Автор книги: Вячеслав Архипов
Жанр:
Историческая проза
сообщить о нарушении
Текущая страница: 43 (всего у книги 44 страниц)
– Да уж, большая так большая, – ответил тот.
– Вот и думай. Евсей, если надумаешь переезжать, скажи мне, я буду присматривать домик для тебя, чтобы тихо, мирно переехал и жил по-человечески.
– А что хозяйство?
– А ничего. Скотину и инвентарь сбыть можно потихоньку, обменять, а постройки придётся бросить, куда ты с ними? Да не жалей, махни рукой – и всё. Я бросил всё и не обернулся ни разу, а теперь и пристроился к новой жизни, голодным не сижу, ещё и хлебушек с маслом ем. Хорошие люди остались, многие пригрелись на сытных местах – с ними и имею связь. Я им – они мне. Против закона не пру, хожу на грани и доволен, других тому же учу: не надо высовываться.
– Значит, всё так плохо? – спросил Евсей.
– Да не совсем плохо, просто приспособиться надо. Мне проще, потому что я всю жизнь приспосабливался ко всяким случаям, а тебе, конечно, тяжело будет поначалу, а потом привыкнешь.
– А людей бросить, что ли? Столько лет друг друга выручали, а теперь бросить всех на произвол судьбы?
– Седой ты уже, Евсей, а дурной, прости на слове. Ты поговори с мужиками, надеюсь, что и у них есть деньги на домик здесь, пусть также готовятся. Только просьба: не надо всем сразу в один день собираться и уезжать. Власти расценят это как саботаж – и примут меры. А за два-три года можно и всех перевезти – всё будет шито-крыто. Была деревня – и нету, а куда подевалась – никто не ведает. Вознеслась. У вас уже дети взрослые: пора умом шевелить. Если у кого денег не хватит, так помочь надо, нечужие люди – сочтётесь.
– Так-то можно, – обрадовался Евсей.
– И тянуть с переездом не надо. Времени пару лет, не больше. Когда начнут закручивать гайки, тогда просто так не уедешь – все будут на учёте.
43
Тридцатый год начался с похорон. Первым похоронили Сашу Полякова: промаялся с месяц и скончался. Могилу копали все мужики, земля промёрзла основательно, хоронить вышли всей деревней. Это были первые похороны в Тальниках. Через два месяца преставилась бабка Пелагея. По ней плакали все деревенские женщины: жила себе незаметно, ушла тоже тихо. Только как без неё теперь? Она лечила ребятишек не только в своей деревне, но и в соседних. А в начале мая умерла трёхлетняя дочка Семёна Никитина: поперхнулась чем-то, пока бегали, пытались помочь – а уже и помогать оказалось некому. За полгода три покойника в деревеньке привели всех жителей в уныние. Люди стали малоразговорчивые, всё больше молчали, иногда встречаясь, перебрасывались парой слов, а потом опять каждый находился в своём дворе. Хотели или нет, а каждый подумывал: а кто же будет следующий? Да и грядущие перемены тяготили людей, навевали тяжёлые думы.

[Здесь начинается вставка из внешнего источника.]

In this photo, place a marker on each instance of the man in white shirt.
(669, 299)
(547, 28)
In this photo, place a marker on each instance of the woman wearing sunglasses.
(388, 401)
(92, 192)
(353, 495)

Первым разорвать такое настроение решился Евсей. Собрал мужиков и сказал:
– Был у нас разговор о переезде в Тайшет, видно, наступила пора. Смотрю, люди совсем упали духом, надо решаться. Понятно, что жалко всё здесь бросать, нажитое таким трудом, только и вы посудите: в колхозы по округе загоняют уже палками – все об этом знают. А как в том колхозе живётся, можно посмотреть хоть в Камышлеевке. Какой урожай ни собери, всё приходится сдавать, только и живут своим двором да огородом. А что там можно вырастить? Картошку да капусту? К нам пока не добрались, но это пока, глядишь: могут прямо и завтра прикатить. Осенью две-три семьи нужно вывозить. Кто не хочет, может оставаться здесь, но как бы потом не пожалеть. Дома в Тайшете присмотрены, осталось отдать деньги – и переезжать. Конечно, шумно там, толчея кругом, но в той толчее и есть наше спасение. Не тот возраст у нас, чтобы всё сызнова начинать. Я сказал, а вы как хотите, так и решайте. Что касается меня, то я не мыслю жить дальше без вас, почитай полжизни бок о бок, и дальше хотелось бы, чтобы хоть на виду у друг друга жить. Может, помощь кому понадобится, так вместе оно завсегда легче.
– Я тоже думаю, что надо подаваться отсюда. Видишь, какой знак нам дан: три покойника за полгода, – сказал Маркел. – Мне хотелось бы в Конторку поехать, да только там колхоз, и дела идут неважно, а в дерьмо самому лезть не хочется.
– То-то и оно, – сказал Кирьян Лисицин. – Будто зверей, обкладывают со всех сторон.
– Чтобы хомут вернее накинуть, попробуй потом – скинь его, – согласился Еремей Трухин. – Я согласен с Евсеем: нужно друг за дружку держаться, иначе пропадём.
– Сколько уже говорено об этом, а всё сидим сиднями, – сказал Иван Никитин. – Пора что-то решать. Мы с братом надумали подаваться в родные места. До Тайшета доберёмся, а там на поезде.
– Воля ваша, – сказал Евсей. – Мы постараемся помочь вам добраться до поезда.
– Раз не здесь доживать век, так лучше поближе к своим могилкам – всё же у нас там родня похоронена, – поддержал брата Семён.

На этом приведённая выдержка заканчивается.